Dengan kata lain, "negara" adalah produk sebuah masa, sebuah tempat. Meskipun demikian, ia tak mudah hilang bersama waktu. Marx pernah meramalkan suatu hari nanti, bila masyarakat komunis tercapai, negara akan menyusut dan menghilang, melapuk dan layu. Tapi sampai hari ini, belum tampak tanda-tanda ke arah itu. Di mana-mana masih ada struktur politik dengan pusat pengambilan keputusan yang juga punya wewenang memaksa, yang hadir dukung-mendukung dengan sebuah komunitas yang disebut "bangsa"-komunitas yang menghuni satu wilayah di muka bumi. "Negara," tulis Osiander dalam Before the State: Systemic Political Change in the West from the Greeks to the French Revolution, "terus dianggap sebagai kerangka yang tak bisa dilepaskan dari politik."

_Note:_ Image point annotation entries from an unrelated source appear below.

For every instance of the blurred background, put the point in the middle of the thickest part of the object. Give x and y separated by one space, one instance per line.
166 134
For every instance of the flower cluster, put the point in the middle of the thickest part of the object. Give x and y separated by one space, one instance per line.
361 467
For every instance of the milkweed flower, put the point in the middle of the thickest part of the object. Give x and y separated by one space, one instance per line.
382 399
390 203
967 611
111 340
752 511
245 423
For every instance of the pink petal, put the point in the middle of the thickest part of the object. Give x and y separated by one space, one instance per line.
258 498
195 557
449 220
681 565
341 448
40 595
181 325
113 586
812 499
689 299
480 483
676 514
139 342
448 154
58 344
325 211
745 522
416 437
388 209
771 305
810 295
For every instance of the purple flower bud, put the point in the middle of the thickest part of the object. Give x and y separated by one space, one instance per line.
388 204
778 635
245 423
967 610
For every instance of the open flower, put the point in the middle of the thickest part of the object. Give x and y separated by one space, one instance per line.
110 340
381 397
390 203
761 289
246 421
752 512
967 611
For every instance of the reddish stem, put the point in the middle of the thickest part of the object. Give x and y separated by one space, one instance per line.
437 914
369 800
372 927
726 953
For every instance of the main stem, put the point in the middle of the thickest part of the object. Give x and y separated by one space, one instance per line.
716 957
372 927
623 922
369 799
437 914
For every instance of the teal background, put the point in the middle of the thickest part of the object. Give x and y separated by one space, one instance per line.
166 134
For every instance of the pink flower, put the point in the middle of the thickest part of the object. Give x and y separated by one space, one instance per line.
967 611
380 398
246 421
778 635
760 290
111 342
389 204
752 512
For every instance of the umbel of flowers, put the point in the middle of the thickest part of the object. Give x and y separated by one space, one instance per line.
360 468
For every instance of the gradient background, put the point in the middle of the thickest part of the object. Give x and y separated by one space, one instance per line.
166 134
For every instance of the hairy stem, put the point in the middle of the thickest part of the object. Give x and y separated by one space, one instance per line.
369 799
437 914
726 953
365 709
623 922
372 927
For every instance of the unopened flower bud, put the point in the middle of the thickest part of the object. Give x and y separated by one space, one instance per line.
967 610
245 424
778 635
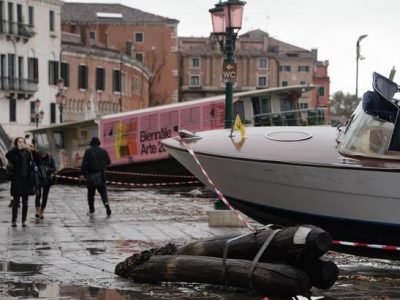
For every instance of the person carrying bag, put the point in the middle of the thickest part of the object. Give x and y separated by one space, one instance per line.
46 169
94 163
20 157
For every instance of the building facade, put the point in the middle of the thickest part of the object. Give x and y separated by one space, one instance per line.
148 38
29 41
100 81
262 62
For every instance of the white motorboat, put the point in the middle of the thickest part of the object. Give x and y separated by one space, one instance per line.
345 180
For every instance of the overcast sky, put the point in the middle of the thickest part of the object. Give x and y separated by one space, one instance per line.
331 26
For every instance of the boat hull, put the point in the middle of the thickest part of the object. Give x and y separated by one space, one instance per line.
353 203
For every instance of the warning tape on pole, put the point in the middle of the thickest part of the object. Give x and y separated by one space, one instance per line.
214 187
144 185
146 174
366 245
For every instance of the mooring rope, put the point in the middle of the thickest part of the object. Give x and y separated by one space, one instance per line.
138 185
145 174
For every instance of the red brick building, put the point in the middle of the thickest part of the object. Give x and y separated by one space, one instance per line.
100 81
146 37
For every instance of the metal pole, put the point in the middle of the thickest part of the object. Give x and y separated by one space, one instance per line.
61 108
229 51
357 58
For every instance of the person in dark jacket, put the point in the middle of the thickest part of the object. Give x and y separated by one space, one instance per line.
94 163
21 182
47 167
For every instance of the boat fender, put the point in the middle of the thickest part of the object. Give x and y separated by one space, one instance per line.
300 237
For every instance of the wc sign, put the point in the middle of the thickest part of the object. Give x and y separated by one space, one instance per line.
229 72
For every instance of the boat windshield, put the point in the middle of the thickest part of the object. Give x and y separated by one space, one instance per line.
366 135
373 129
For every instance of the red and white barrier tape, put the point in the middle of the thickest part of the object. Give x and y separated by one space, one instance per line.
216 190
145 174
365 245
149 174
136 184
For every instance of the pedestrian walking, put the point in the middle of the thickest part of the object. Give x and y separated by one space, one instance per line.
94 163
46 168
21 182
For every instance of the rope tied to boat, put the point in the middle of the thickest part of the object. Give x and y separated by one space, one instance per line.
214 187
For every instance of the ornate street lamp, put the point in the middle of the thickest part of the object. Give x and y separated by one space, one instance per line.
227 20
37 106
60 98
358 57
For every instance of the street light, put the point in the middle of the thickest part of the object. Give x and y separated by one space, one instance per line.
358 57
227 20
60 98
38 115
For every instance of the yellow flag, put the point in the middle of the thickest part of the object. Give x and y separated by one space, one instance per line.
239 126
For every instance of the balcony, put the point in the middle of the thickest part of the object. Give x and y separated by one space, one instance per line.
16 30
18 85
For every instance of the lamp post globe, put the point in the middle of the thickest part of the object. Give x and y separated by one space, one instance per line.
358 57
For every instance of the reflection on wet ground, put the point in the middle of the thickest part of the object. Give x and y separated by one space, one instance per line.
71 256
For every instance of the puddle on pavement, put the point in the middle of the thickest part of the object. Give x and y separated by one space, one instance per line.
55 291
95 251
19 267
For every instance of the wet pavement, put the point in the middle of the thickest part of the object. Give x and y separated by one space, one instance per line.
70 255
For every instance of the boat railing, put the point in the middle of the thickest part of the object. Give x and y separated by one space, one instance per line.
296 117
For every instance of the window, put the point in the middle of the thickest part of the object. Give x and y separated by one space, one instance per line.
33 112
58 138
137 86
52 113
83 77
262 81
13 110
65 73
10 17
303 105
284 68
139 37
116 81
304 68
11 66
286 104
195 62
321 91
100 78
31 16
92 35
139 57
261 105
51 20
53 72
262 63
20 67
195 80
1 16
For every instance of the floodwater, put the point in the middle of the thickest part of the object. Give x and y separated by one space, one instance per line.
69 255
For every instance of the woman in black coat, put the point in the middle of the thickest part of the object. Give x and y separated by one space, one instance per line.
47 168
20 157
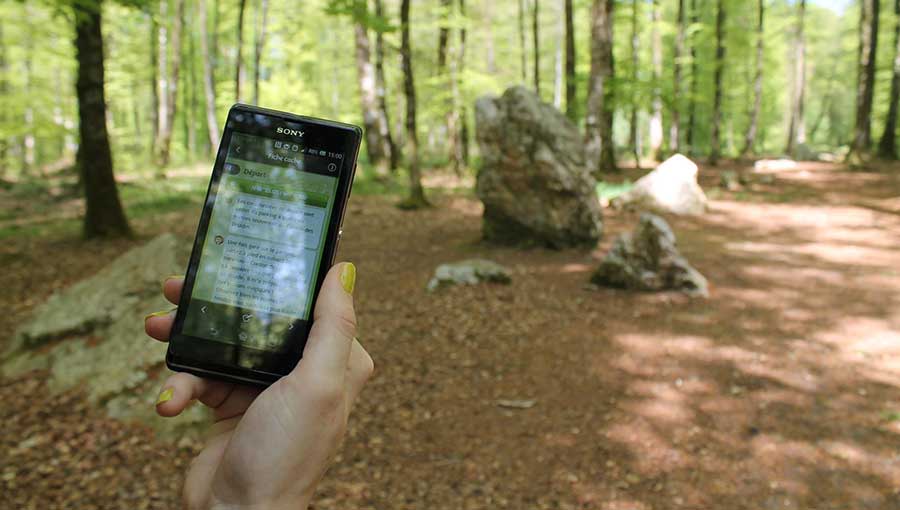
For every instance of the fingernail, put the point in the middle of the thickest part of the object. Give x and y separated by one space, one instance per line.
160 313
348 277
165 396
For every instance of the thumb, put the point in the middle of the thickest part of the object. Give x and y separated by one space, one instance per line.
327 350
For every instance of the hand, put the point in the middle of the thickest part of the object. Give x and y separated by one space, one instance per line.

Tak berarti dalam hubungan antarnegara kita melanjutkan "Tata Westphalia". Sejarah dan geografi Westphalia terlampau jauh untuk bisa saya bayangkan berpengaruh ke percaturan internasional Indonesia hari ini. Sejarah bukanlah satu garis lurus dengan arah ke pelbagai penjuru. Sejarah adalah pelbagai diskontinuitas.

Maka, seperti Osiander, saya tak yakin "tata" itu ada dan berlanjut dipatuhi sampai sekarang. Yang ada hanyalah "tata" yang sekaligus "bukan-tata": ketertiban teritorial yang dijaga dengan kekuatan dan ancaman yang sesekali bisa meledak, dan untuk mencegahnya lahirlah kesepakatan antarnegara yang sesekali retak.

Dalam bentuk ekstremnya, "tata" yang "bukan-tata" itulah yang sebenarnya hendak dijadikan alasan perang Daulat Islamiyah (IS), yang tak mengakui batas geografi politik yang ada. Tapi itu juga yang sebenarnya diberlakukan Israel di wilayah Palestina yang didudukinya.

Memang, kadang-kadang orang sebal dengan batas. Tapi bila kita ingat akan "tata" perbatasan yang bisa diacak-acak dengan kekerasan, mungkin kita sesekali tersenyum kepada petugas imigrasi.